Google and Microsoft have teamed up to let Google Calendar and Google Contacts users sync their data with an iPhone, without the need for Apple's help, via a utility called Google Sync. Google is using Microsoft's ActiveSync technology to provide--for free--the same over-the-air synchronization that Apple's MobileMe charges $100-a-year for.
No longer is iTunes necessary as an intermediary between the worlds of Google Apps and iPhones.
Besides an iPhone, you can also sync your iPod Touch, Blackberry, and some Nokia and Sony/Ericsson handsets using the Google service. There is also good news for the people who own Windows Mobile devices--they can sync, too.
This deal is probably most attractive to Windows users who have chosen Google Apps over Microsoft Office. These people get the most benefit and that may bring some undecideds among their ranks over to iPhone ownership.
Mac users who find the OS X Address Book and iCal to their liking will likely stay with MobileMe, though the new Google/Microsoft sync offering might cause Apple to rethink its pricing strategy.

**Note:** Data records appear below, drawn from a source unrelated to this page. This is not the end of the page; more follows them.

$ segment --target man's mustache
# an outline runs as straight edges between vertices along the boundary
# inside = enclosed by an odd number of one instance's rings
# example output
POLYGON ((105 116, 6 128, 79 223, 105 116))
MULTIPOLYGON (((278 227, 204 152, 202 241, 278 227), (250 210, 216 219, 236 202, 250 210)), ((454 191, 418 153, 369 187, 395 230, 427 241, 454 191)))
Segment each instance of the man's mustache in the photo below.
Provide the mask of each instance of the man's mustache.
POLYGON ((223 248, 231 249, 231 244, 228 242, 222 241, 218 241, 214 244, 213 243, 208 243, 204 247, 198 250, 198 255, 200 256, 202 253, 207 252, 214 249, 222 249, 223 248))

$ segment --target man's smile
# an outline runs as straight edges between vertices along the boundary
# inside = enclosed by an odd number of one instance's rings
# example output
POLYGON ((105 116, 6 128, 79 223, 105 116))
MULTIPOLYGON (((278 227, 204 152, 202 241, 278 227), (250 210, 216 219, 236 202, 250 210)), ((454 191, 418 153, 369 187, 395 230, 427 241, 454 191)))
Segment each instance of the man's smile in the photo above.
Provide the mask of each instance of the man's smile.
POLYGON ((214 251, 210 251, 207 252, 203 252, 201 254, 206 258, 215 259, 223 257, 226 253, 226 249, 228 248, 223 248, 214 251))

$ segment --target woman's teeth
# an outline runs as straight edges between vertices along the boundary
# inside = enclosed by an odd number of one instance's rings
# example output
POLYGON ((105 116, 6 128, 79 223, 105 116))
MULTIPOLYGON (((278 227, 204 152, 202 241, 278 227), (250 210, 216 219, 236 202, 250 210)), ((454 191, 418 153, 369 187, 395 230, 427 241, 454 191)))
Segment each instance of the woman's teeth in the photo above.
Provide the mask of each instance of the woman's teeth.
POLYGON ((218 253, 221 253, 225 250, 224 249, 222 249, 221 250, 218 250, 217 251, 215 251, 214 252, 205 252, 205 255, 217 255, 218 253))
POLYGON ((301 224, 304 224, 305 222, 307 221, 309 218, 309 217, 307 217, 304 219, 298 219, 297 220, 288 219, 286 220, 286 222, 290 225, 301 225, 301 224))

But Apple hardly ever lowers its prices in response to competition.
More likely is that Apple might actually turn MobileMess, as some people called it in the wake of major roll-out problems last fall, into something that works better and does more than today's limited feature set.
Syncplicity, DropBox, and Microsoft Live Sync also offer Mac and PC synchronization. It's great that synchronization is finally getting the attention it deserves. People today generally use computers and portable devices and they would be able to get the benefit of carrying the same information, especially address and calendar information, notes and files too.